Je pense que je ne pourrais jamais faire mieux en continuant à St. François. Je pourrais passer toute ma vie ici qu’aucune mauvaise habitude ne serait perdue, qu’ils continueraient à aimer le péché et ne deviendraient pas de bons chrétiens. J’aurais aimé qu’il y ait un moyen de continuer à faire le bien pour mes malheureux Indiens de mon propre peuple mais je ne peux rien si ce n’est les plaindre en pensant que je dois les laisser. Ils seront toujours comme des brebis errantes sans berger et leurs enfants seront bien sûr perdus.

UCCA 1858

Peu avant cette lettre, il venait de se tenir au village de Saint-François une élection pour la nomination de l’agent local.
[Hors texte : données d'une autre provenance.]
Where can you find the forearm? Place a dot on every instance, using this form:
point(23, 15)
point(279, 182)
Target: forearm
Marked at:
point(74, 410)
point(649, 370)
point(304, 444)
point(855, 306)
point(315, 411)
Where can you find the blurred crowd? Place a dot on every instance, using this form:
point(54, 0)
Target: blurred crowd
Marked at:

Par une requête rédigée par un notaire et adressée au département des Affaires indiennes, une partie des membres de la communauté prévoyant ne pas être présents pendant le déroulement de l’élection avaient demandé que n’importe qui soit nommé au poste d’agent, à l’exception de Peter Paul Osunkhirhine (ASN 1858). Or, si le pasteur a toujours dû faire face à une certaine opposition, elle émanait toujours d’une même famille, les Gill, désireuse d’occuper les postes importants du village (Boutevin 2012). Cette fois, pourtant, la requête n’était signé par aucun de ses membres, rendant d’autant plus vif ce rejet pour un populiste tel que le pasteur. Si ce dernier n’avait jamais fait l’unanimité, en effet, ses compétences avaient jusque-là toujours été suffisamment reconnues pour qu’il occupe les emplois d’agent, de chef ou de conseiller particulier de la communauté, en dépit de tous ses opposants. Cette requête d’une partie de la population semble donc indiquer que les réflexions du pasteur sur le monde qui l’entourait et sa volonté de changement n’ont pas réussi à lui garder jusqu’à la fin de son ministère la position influente et la confiance de ses pairs.